倉岡一樹 著
体から腎臓を一つ取るのだから健康体でも負担は大きい。腎臓が一つになると、腎機能は6~7割程度に落ちるという。ただ、60代後半の母の方が、40代前半の妻より人生が短いと想定される。術後のドナーの人生を考えると母の方が“適役”ということだった。
「お嬢さんもいらっしゃいますし、お母様にお願いしていただけないでしょうか?」
話の展開についていけず、ぼうぜんとしたまま、病院を後にした。
帰りの車で、押し黙ったままの私に妻が言った。
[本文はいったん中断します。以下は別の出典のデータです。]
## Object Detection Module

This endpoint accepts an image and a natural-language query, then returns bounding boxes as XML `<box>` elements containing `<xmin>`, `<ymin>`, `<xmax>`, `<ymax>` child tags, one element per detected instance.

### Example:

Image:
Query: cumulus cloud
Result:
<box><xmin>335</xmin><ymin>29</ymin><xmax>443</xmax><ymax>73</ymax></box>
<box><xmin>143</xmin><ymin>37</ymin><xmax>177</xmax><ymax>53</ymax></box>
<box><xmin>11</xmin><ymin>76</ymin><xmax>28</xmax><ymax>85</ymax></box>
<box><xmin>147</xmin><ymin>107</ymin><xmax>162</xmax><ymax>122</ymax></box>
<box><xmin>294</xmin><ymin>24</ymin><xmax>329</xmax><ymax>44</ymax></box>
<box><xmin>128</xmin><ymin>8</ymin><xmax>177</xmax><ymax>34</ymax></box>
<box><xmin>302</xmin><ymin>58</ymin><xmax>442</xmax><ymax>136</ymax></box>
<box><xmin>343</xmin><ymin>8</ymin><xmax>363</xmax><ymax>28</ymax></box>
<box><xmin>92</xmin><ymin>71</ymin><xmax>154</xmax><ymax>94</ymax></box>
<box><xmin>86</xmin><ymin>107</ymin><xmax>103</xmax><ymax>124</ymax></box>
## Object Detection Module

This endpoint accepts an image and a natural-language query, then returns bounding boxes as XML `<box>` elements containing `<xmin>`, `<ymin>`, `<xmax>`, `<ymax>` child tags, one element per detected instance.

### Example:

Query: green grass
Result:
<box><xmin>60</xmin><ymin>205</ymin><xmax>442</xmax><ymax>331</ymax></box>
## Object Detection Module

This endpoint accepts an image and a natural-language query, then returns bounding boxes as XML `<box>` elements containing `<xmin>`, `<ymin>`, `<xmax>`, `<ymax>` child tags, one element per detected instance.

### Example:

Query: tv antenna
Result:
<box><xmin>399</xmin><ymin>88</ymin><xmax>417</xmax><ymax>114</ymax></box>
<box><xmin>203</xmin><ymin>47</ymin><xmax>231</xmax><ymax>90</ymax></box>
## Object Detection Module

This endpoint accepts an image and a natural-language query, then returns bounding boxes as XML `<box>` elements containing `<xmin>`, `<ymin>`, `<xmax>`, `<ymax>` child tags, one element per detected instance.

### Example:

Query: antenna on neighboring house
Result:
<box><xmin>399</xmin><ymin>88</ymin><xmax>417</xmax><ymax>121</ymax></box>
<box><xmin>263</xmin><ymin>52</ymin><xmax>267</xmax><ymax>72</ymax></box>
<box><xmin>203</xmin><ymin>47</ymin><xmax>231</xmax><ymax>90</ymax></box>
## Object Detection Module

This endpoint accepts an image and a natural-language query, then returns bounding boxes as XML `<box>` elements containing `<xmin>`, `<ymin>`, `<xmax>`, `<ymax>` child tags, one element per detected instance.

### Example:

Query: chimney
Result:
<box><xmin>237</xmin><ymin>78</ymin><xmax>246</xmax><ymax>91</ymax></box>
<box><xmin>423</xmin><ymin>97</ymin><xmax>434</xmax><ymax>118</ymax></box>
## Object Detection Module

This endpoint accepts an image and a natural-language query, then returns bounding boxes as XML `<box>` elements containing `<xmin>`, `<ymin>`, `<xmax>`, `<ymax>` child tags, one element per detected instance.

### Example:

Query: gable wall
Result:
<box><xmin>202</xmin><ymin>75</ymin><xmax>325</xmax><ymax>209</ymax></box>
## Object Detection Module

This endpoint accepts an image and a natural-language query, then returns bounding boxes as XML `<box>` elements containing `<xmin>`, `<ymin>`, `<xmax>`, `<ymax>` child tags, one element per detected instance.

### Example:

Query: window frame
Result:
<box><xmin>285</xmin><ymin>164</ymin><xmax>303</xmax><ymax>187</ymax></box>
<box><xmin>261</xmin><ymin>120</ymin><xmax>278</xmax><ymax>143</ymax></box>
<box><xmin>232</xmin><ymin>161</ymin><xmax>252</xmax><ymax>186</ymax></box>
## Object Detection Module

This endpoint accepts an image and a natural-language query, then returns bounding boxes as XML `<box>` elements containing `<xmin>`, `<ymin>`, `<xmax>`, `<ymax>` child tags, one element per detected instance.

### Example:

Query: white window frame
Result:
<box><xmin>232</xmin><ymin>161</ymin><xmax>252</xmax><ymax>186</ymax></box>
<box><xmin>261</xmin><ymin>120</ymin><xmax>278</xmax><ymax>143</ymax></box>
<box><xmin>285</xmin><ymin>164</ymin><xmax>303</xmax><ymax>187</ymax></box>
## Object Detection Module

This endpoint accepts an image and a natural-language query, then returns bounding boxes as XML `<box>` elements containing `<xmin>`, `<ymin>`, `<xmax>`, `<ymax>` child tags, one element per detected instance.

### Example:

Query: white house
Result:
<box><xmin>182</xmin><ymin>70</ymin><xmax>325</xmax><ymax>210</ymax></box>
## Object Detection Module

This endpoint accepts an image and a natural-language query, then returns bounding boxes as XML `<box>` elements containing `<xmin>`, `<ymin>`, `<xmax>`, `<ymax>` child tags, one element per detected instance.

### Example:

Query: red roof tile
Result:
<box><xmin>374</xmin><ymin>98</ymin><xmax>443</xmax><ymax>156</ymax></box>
「明日は休みだし、お母さんに聞きに行こう。私も行く。もしだめだったら、私があげるよ」
首を縦に振れず、その日は一睡もできなかった。
「あげるわよ、腎臓」
ドナー候補に手を挙げた母
翌23日は勤労感謝の日で祝日。いったん会社で残務を片付け、京浜急行の快特電車で神奈川県横須賀市の実家に向かった。実家に着けば、母と向き合わなければならない。そこから逃げたい一心で、何度も普通電車に乗り換えようとした。1時間後、恐る恐る実家のドアを開けると、母と先に到着していた妻と娘が出迎えてくれた。
「体は大丈夫なの?」
「うん、きついね」
当たり障りのないやりとりが続く。肝心の話を切り出せないでいると、母がしびれを切らしたように突然言った。
「あげるわよ。腎臓。なんでもっと早くに言わなかったの。あなたは奥さんと娘のために生きなきゃだめでしょ。腎臓なんて2つあるんだから、1個なくなったって平気よ!」
あっけにとられていると、畳みかけられた。
「申し訳ないとか思ったらだめ。私はあなたの母親なんだから」
私が母に言い出せないであろうことを予想して、妻が病院での話を伝えていた。
母は自他共に認める“天然”で、いつも一時の感情だけで動く。「本当にいいの?」。しつこく繰り返すと、怒り始めた。
「うるさいわねえ。あげるって言ったでしょ!」
その夜は実家に泊まったが、またも眠れなかった。申し訳なさと困惑が頭の中で渦巻き、目はさえているのに何も考えられない。
週が明けた月曜日、寺下医師に電話すると、「よかったです。ご一緒に受診していただくことはできますか」と明るい声で言われた。
でも、本当に高齢の母は大丈夫なのだろうか。こんな親不孝をしていいのか。
迷いながらも、移植へのレールは、もう敷かれ始めていた。